Proteins. 2006 Nov 15;65(3):568-79. doi: 10.1002/prot.21163.
Modeling and understanding protein-ligand interactions is one of the most important goals in computational drug discovery. To this end, proteochemometrics uses structural and chemical descriptors from several proteins and several ligands to induce interaction-models. Here, we present a new and generalized approach in which proteins varying greatly in terms of sequence and structure are represented by a library of local substructures. Using linear regression and rule-based learning, we combine such local substructures with chemical descriptors from the ligands to model binding affinity for a training set of hydrolase and lyase enzymes. We evaluate the predictive performance of these models using cross validation and sets of unseen ligand with unknown three-dimensional structure. The models are shown to generalize by outperforming models using descriptors from only proteins or only ligands, or models using global structure similarities rather than local similarities. Thus, we demonstrate that this approach is capable of describing dependencies between local structural properties and ligands in otherwise dissimilar protein structures.
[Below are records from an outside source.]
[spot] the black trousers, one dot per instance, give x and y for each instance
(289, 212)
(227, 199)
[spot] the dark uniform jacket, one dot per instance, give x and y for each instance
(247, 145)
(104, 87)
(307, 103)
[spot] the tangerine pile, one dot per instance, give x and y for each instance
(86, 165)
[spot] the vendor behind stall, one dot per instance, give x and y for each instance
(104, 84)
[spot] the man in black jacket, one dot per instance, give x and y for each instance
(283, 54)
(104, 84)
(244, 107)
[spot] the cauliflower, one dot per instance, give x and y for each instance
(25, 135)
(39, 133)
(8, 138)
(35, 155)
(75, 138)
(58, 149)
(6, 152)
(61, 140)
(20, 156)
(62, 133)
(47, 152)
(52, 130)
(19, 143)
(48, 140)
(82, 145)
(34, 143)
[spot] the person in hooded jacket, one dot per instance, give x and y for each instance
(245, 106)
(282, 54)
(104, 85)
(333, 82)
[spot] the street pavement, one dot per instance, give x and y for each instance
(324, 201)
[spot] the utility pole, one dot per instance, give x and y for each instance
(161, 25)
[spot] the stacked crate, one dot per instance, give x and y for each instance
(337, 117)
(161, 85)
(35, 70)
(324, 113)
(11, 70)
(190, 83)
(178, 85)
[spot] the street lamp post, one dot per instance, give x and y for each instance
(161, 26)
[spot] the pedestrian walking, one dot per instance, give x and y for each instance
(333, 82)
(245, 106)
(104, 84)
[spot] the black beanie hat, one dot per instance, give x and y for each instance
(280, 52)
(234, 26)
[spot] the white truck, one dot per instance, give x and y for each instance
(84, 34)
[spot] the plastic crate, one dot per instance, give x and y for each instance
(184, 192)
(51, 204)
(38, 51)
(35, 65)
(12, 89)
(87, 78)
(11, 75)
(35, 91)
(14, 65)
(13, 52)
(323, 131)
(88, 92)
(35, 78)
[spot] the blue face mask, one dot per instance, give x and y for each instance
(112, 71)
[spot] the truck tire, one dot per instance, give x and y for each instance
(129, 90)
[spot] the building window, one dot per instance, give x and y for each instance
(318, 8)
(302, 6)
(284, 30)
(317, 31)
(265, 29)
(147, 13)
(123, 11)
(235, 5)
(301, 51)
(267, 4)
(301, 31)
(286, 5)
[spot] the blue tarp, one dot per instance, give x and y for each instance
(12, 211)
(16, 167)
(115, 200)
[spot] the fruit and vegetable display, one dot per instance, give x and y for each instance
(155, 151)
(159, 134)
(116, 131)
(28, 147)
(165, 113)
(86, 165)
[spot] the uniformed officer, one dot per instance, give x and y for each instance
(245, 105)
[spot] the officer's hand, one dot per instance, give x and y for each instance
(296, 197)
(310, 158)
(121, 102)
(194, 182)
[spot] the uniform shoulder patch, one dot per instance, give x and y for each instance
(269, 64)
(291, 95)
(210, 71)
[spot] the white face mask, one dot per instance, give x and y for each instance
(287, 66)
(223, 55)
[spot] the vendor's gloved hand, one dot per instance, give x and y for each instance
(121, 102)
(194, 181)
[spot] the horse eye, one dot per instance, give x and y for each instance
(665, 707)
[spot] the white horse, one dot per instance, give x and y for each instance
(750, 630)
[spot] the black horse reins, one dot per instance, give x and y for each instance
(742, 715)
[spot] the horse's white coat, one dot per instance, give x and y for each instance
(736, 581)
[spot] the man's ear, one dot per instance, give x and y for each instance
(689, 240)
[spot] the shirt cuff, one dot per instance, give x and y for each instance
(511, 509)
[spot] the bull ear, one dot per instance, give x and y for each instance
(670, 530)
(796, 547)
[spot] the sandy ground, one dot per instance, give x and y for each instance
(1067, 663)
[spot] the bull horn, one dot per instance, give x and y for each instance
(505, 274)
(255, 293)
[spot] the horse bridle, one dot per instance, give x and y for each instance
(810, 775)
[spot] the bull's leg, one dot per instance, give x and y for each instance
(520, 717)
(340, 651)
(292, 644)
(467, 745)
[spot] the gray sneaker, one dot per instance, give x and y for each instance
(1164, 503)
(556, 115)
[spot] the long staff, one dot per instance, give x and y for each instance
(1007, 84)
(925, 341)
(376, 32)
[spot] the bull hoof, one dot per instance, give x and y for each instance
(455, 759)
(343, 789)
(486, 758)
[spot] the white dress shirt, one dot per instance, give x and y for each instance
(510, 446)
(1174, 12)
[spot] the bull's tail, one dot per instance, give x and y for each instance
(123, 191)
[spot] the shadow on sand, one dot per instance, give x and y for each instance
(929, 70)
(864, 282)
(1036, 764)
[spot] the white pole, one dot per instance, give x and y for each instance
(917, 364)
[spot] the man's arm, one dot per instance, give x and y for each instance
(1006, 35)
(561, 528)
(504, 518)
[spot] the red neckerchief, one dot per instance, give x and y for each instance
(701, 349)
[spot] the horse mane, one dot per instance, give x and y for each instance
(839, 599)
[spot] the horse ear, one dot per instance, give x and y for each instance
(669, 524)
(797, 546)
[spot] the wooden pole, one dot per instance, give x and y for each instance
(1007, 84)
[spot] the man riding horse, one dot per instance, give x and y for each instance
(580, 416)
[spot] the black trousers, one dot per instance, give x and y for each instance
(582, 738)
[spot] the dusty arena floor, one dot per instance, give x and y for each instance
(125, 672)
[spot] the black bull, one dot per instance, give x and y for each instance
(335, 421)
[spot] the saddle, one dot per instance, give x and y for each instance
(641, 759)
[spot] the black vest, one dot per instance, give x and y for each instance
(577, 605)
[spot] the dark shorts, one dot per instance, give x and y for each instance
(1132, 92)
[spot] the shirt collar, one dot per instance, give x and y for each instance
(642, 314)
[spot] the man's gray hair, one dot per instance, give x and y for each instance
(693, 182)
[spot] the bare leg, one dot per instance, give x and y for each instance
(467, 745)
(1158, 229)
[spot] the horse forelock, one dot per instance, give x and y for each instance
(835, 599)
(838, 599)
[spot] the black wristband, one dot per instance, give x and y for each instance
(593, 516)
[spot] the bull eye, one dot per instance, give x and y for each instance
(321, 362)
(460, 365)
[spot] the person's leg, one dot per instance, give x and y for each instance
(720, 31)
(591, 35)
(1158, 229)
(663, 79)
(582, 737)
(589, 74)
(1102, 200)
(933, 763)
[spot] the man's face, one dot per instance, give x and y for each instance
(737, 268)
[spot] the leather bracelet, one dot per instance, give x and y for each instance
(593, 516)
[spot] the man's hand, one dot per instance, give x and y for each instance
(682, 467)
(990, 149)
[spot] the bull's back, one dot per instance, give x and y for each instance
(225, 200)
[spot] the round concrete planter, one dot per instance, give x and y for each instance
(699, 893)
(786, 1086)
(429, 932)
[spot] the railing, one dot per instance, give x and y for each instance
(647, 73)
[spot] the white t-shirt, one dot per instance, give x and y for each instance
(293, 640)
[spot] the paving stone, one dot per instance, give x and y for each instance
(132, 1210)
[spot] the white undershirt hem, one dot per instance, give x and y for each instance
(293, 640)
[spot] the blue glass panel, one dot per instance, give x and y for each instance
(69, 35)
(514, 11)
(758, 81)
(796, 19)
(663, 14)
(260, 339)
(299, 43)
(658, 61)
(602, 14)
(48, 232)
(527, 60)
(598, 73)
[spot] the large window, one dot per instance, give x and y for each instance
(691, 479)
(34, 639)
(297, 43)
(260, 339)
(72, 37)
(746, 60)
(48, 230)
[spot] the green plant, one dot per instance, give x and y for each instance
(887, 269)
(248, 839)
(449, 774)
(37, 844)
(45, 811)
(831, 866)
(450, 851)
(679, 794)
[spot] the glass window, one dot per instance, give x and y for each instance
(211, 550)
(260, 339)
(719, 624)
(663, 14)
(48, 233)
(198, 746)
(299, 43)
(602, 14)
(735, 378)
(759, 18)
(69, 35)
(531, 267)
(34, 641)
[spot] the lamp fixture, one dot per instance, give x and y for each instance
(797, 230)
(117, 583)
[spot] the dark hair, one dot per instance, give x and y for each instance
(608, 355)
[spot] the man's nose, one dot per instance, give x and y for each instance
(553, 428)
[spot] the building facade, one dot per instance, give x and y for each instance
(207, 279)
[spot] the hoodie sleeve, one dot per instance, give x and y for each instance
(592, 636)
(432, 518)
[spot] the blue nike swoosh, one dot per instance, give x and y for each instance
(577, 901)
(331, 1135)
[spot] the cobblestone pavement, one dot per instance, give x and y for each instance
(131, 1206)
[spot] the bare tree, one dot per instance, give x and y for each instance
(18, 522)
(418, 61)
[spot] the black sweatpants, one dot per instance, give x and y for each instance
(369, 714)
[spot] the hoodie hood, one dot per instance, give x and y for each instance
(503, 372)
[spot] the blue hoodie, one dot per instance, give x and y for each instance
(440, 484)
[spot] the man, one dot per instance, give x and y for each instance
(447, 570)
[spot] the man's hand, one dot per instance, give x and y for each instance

These dependencies are often, but not always, associated with local substructures that are in contact with the ligands. Finally, we show that strongly bound enzyme-ligand complexes require the presence of particular local substructures, while weakly bound complexes may be described by the absence of certain properties. The results demonstrate that the alignment-independent approach using local substructures is capable of describing protein-ligand interaction for largely different proteins and hence opens up for proteochemometrics-analysis of the interaction-space of entire proteomes. Current approaches are limited to families of closely related proteins. families of closely related proteins.
对蛋白质-配体相互作用进行建模和理解是计算药物发现中最重要的目标之一。为此,蛋白质化学计量学使用来自多种蛋白质和多种配体的结构和化学描述符来构建相互作用模型。在此,我们提出一种新的通用方法,其中序列和结构差异很大的蛋白质由局部子结构库表示。使用线性回归和基于规则的学习,我们将这些局部子结构与来自配体的化学描述符相结合,以对水解酶和裂合酶训练集的结合亲和力进行建模。我们使用交叉验证和一组三维结构未知的未见配体来评估这些模型的预测性能。结果表明,这些模型通过优于仅使用蛋白质描述符或仅使用配体描述符的模型,或使用全局结构相似性而非局部相似性的模型来实现泛化。因此,我们证明这种方法能够描述不同蛋白质结构中局部结构特性与配体之间的依赖性。这些依赖性通常但并非总是与与配体接触的局部子结构相关。最后,我们表明强结合的酶-配体复合物需要特定局部子结构的存在,而弱结合的复合物可能通过某些特性的缺失来描述。结果表明,使用局部子结构的与比对无关的方法能够描述差异很大的蛋白质之间的蛋白质-配体相互作用,因此为整个蛋白质组相互作用空间的蛋白质化学计量学分析开辟了道路。目前的方法仅限于密切相关蛋白质的家族。密切相关蛋白质的家族。